Bioinformatics Asked by DumbledoreTheGrey on March 1, 2021
I am working on a project and used the following command:
vsearch --derep_fulllength filtered_merged.fa -sizeout -relabel Uniq -output dereplicated_filtered_merged.fa
and got the following output:
87373926 nt in 203453 seqs, min 310, max 480, avg 352
Sorting 100%
10981 unique sequences, avg cluster 2.0, median 1, max 1287
Writing output file 100%
The output had provided me with the data that 10981 unique sequences have been identified. But I cant seem to identify how many reads of the most common sequence were present in the input data.
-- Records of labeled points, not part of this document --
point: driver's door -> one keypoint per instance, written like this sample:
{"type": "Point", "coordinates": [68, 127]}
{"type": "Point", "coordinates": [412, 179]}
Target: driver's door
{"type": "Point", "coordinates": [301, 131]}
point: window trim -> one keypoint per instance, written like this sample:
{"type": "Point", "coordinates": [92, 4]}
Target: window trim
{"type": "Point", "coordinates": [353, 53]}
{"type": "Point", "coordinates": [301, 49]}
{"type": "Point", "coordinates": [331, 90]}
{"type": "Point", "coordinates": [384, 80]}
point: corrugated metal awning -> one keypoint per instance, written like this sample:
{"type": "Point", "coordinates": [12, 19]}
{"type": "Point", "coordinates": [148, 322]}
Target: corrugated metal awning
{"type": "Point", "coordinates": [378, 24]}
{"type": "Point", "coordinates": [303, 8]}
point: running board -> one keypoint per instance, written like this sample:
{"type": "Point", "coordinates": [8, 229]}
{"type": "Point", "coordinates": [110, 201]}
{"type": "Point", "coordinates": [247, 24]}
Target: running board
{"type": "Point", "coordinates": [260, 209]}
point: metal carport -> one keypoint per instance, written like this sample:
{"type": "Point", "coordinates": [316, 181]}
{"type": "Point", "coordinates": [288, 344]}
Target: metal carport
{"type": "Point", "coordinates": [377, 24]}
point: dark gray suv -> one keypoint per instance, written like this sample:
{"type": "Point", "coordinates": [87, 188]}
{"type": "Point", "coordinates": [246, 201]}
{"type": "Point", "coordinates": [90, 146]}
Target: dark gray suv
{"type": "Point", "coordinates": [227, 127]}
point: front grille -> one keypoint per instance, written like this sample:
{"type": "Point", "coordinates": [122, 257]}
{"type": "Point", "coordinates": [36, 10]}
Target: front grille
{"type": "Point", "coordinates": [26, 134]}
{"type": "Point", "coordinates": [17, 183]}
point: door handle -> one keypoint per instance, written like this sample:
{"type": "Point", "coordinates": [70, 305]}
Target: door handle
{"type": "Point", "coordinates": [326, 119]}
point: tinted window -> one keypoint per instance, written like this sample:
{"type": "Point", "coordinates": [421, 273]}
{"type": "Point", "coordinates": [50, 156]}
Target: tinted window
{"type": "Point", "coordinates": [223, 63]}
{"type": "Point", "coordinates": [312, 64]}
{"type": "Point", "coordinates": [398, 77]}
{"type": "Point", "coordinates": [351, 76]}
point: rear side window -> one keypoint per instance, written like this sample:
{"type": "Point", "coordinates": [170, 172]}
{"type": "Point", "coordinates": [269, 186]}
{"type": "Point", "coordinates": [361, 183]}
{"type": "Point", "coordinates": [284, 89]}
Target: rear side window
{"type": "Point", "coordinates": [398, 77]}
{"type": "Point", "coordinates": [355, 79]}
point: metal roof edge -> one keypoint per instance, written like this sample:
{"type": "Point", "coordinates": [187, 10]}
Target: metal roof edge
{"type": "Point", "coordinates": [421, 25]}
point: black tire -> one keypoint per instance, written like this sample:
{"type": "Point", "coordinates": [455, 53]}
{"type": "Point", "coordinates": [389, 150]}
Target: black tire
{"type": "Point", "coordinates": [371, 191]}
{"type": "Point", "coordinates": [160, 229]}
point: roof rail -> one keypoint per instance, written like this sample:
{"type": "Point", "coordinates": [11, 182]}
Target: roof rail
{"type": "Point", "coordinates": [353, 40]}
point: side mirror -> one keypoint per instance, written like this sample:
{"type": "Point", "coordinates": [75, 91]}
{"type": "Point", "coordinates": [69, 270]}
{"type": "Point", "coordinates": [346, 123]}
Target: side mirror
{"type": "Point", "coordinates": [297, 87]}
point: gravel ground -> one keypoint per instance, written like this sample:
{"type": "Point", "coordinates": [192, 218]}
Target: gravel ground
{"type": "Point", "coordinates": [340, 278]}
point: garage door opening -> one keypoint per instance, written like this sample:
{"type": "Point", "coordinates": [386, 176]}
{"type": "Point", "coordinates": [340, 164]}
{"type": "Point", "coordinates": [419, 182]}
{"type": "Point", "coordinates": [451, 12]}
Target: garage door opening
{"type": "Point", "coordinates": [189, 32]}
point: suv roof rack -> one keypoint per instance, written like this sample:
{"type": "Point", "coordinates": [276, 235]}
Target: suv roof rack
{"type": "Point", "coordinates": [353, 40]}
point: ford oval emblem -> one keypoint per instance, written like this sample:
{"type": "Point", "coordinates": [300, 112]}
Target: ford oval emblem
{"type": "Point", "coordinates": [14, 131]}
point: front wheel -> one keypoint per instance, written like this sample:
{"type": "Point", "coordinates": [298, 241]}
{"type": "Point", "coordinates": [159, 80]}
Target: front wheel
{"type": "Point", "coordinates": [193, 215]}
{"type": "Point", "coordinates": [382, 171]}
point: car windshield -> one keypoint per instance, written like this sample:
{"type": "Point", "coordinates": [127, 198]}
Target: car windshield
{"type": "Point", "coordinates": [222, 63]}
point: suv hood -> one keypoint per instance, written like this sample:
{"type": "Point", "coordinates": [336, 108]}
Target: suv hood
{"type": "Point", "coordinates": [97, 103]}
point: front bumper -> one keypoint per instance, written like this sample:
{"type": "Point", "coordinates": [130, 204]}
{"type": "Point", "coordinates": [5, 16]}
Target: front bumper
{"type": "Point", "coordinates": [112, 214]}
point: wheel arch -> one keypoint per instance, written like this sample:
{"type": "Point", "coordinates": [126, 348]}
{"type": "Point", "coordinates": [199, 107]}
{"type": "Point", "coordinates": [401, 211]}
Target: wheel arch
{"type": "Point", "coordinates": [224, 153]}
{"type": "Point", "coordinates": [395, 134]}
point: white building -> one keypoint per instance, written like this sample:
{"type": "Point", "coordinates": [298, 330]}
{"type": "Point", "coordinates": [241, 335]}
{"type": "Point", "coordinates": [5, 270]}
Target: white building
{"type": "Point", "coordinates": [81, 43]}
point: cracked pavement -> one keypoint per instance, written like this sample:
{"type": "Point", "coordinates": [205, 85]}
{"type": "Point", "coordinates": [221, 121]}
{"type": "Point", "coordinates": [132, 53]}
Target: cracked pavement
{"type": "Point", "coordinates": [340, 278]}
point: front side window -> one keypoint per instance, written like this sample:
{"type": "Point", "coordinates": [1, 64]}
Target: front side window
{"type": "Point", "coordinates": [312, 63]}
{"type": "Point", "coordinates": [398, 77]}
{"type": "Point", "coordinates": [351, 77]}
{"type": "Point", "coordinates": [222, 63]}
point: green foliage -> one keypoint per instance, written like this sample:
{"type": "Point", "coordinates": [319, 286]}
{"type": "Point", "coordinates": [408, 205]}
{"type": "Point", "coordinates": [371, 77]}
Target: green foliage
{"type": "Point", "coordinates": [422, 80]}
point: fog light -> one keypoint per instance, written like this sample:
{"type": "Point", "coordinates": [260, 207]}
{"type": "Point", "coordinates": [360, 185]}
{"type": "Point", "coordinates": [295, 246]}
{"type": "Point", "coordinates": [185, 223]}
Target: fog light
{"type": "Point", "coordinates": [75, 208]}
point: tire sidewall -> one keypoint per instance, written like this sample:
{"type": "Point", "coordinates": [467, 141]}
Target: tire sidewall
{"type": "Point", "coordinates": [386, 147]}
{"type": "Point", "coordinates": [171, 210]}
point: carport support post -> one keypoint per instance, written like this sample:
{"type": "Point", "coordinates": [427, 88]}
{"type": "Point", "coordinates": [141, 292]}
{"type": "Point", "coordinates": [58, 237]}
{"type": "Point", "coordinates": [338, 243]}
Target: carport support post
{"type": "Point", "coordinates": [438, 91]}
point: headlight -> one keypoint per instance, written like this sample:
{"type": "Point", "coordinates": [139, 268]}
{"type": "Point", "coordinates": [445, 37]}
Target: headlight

Any suggestions will be kindly appreciated!
According to the VSEARCH docs, since you have specified --sizeout
your abundances have been written into the FASTA headers:
--sizeout
Take into account the abundance annotations present in the input fasta file (search for the pattern ’[>;]size=integer[;]’ in sequence headers). That option is active by default when rereplicating.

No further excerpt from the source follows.